Pinkston v. State

501 S.W.2d 317 | Tex. Crim. App. | 1973

OPINION

DOUGLAS, Judge.

This is an appeal from a conviction for the offense of theft of property over the value of $50. The punishment was assessed at four years.1

Both of the. contentions of appellant are that the outboard motor alleged to have been stolen was found as a result of an illegal search of the automobile in which he was a passenger.
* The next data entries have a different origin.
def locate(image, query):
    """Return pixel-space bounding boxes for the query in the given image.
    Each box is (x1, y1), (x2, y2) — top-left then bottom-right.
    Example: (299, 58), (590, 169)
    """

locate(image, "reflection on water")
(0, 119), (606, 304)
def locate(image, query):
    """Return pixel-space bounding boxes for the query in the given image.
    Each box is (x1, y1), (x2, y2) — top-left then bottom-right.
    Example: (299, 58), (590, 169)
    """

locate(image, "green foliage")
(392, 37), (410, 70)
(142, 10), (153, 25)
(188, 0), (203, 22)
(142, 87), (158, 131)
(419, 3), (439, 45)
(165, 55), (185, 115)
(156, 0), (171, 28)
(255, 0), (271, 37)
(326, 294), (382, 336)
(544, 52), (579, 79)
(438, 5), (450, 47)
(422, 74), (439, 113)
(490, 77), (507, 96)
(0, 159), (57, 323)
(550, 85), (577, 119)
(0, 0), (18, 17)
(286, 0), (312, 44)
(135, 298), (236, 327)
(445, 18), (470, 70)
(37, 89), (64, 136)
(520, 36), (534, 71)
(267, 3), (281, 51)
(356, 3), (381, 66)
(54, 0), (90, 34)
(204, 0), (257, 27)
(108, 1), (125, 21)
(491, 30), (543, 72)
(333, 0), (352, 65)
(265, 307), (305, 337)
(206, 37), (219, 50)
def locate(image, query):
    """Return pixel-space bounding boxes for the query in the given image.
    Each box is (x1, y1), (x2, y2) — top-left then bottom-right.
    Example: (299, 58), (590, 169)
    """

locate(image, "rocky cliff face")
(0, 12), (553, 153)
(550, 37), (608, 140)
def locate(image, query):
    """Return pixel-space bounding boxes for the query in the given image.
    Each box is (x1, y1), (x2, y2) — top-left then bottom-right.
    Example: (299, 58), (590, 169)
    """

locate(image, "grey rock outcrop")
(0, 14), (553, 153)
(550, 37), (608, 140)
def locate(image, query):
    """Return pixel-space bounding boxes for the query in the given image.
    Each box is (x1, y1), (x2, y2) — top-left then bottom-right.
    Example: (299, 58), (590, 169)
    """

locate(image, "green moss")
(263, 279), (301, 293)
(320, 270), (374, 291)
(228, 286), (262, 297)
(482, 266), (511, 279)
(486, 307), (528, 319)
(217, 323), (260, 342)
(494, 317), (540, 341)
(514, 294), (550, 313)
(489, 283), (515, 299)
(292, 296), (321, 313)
The sufficiency of the evidence is not challenged. The arrest and search of the automobile at Lake Arlington was made at approximately 4:30 o’clock in the morning by officers of the Arlington Police Department. The testimony of the officers reflects that they saw an automobile near the emergency spillway area of Lake Arlington. As the officers approached, they saw that the automobile tires were low and spinning in the mud. Upon arrival, they saw muddy water running out of the trunk of the car. Three men were in the car. Copeland, the driver, consented to the search and handed the keys to one of the officers. In the trunk the officers found a thirty-three horsepower Evinrude outboard motor. It had fresh moss on it and the controls had been cut.

The officers testified that the three men were in an area prohibited by a curfew ordinance of the City of Arlington. The appellant contends that the ordinance is void. It is not necessary to pass upon this contention because the officers had a right to investigate why the car was in the area where boats and motors were located at 4:30 in the morning with muddy water running out of the trunk. Article 14.03, Vernon’s Ann.C.C.P., provides:

“Any peace officer may arrest, without warrant, persons found in suspicious places and under circumstances which reasonably show that such persons have been guilty of some felony or breach of the peace, or threaten, or are about to commit some offense against the laws.”

Further, when Copeland the driver and owner of the car, gave consent to the search, the officers had a right to search. See Brown v. State, 476 S.W.2d 699; Hardy v. State, Tex.Cr.App., 496 S.W.2d 635, and Schneckloth v. Bustamonte, 412 U.S. 218, 93 S.Ct. 2041, 36 L.Ed.2d 854 (1973).

No error is shown. The judgment is affirmed.

. This is a companion case to Hardy v. State, Tex.Cr.App., 496 S.W.2d 635.